Comme il faut remédier aux menues tentations.

OR donc, quant à ces menues tentations de vanité, de soupçon, de chagrin, de jalousie, d'envie, d'amourettes, et semblables tricheries, qui comme mouches et moucherons viennent passer devant nos yeux, et tantôt nous piquer sur la joue, tantôt sur le nez, parce qu'il est impossible d'être tout à fait exempt de leur importunité ; la meilleure résistance qu'on leur puisse faire, c'est de ne s'en point tourmenter; car tout cela ne peut nuire, quoiqu'il puisse faire de l'ennui, pourvu que l'on soit bien résolu de vouloir servir Dieu.

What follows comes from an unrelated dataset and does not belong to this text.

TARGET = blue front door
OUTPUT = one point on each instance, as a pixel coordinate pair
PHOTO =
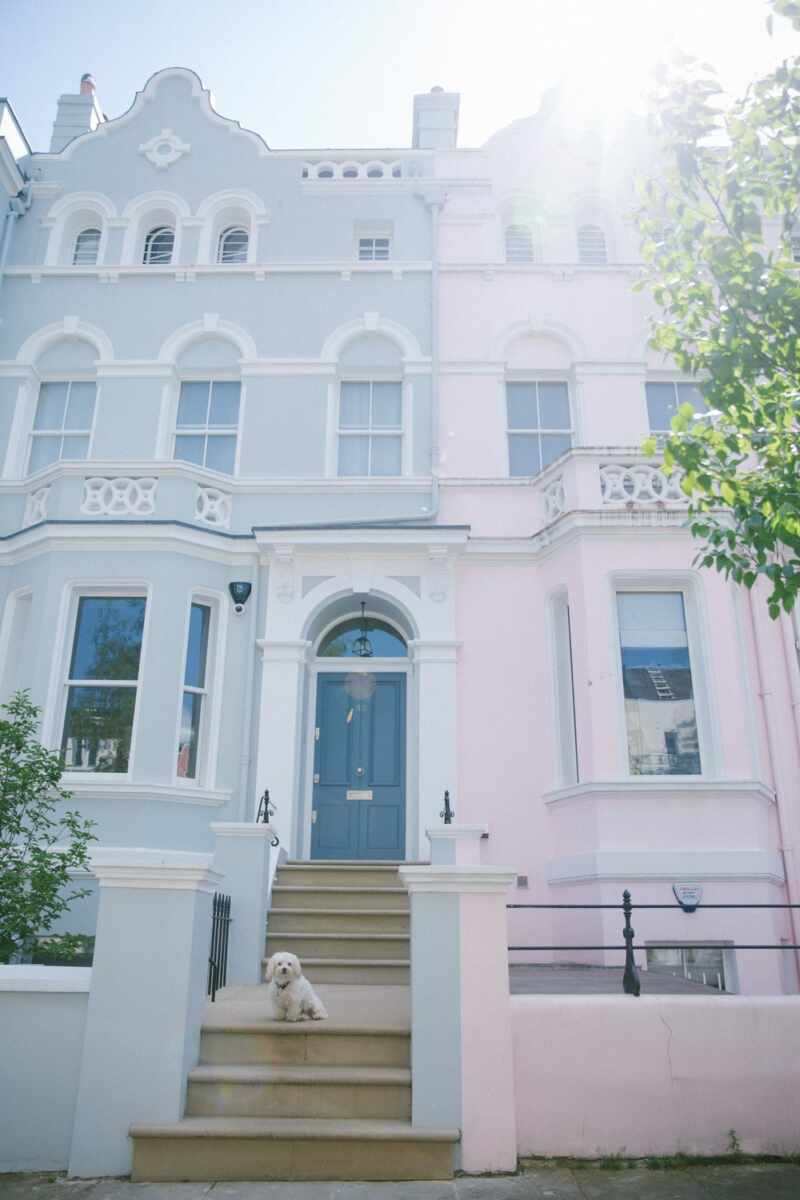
(360, 767)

Méprisez donc ces menues attaques, et ne daignez pas seulement penser à ce qu'elles veulent dire; mais laissez-les bourdonner autour de vos oreilles tant qu'elles voudront, et courir çà et là autour de vous comme l'on fait des mouches; et quand elles viendront vous piquer, et que vous les verrez aucunement s'arrêter en votre cœur, ne faites autre chose que tout simplement les ôter; non point combattant contre elles ni leur répondant, mais faisant des actions contraires quelles qu'elles

soient, et spécialement de l'amour de Dieu; car si vous me croyez, vous ne vous opiniâtrerez pas à vouloir opposer la vertu contraire à la tentation que vous sentez, parce que ce seroit quasi vouloir disputer avec elles; mais après avoir fait une action de cette vertu directement contraire, si vous avez eu le loisir de reconnoître la qualité de la tentation, vous ferez un simple retour de votre cœur du côté de Jésus-Christ crucifié, et par une action d'amour en son endroit, vous lui baiserez les pieds. C'est le meilleur moyen de vaincre l'ennemi, tant és petites qu'ès grandes tentations; car l'amour de Dieu contenant en soi toutes les perfections de toutes les vertus, et plus excellemment que les vertus mêmes, il est aussi un plus souverain remède contre tous vices, et votre esprit s'accoutumant en toutes tentations de recourir à ce rendez-vous général, ne sera point obligé de regarder et examiner quelles tentations il a; mais simplement se sentant troublé, il s'accoisera en ce grand remède, lequel outre cela est si épouvantable au malin esprit, que quand il voit que ses tentations nous provoquent à ce divin amour, il cesse de nous en faire.

Et voilà quant aux menues et fréquentes tentations, avec lesquelles qui voudroit s'amuser par le menu, il se morfondroit et ne feroit rien.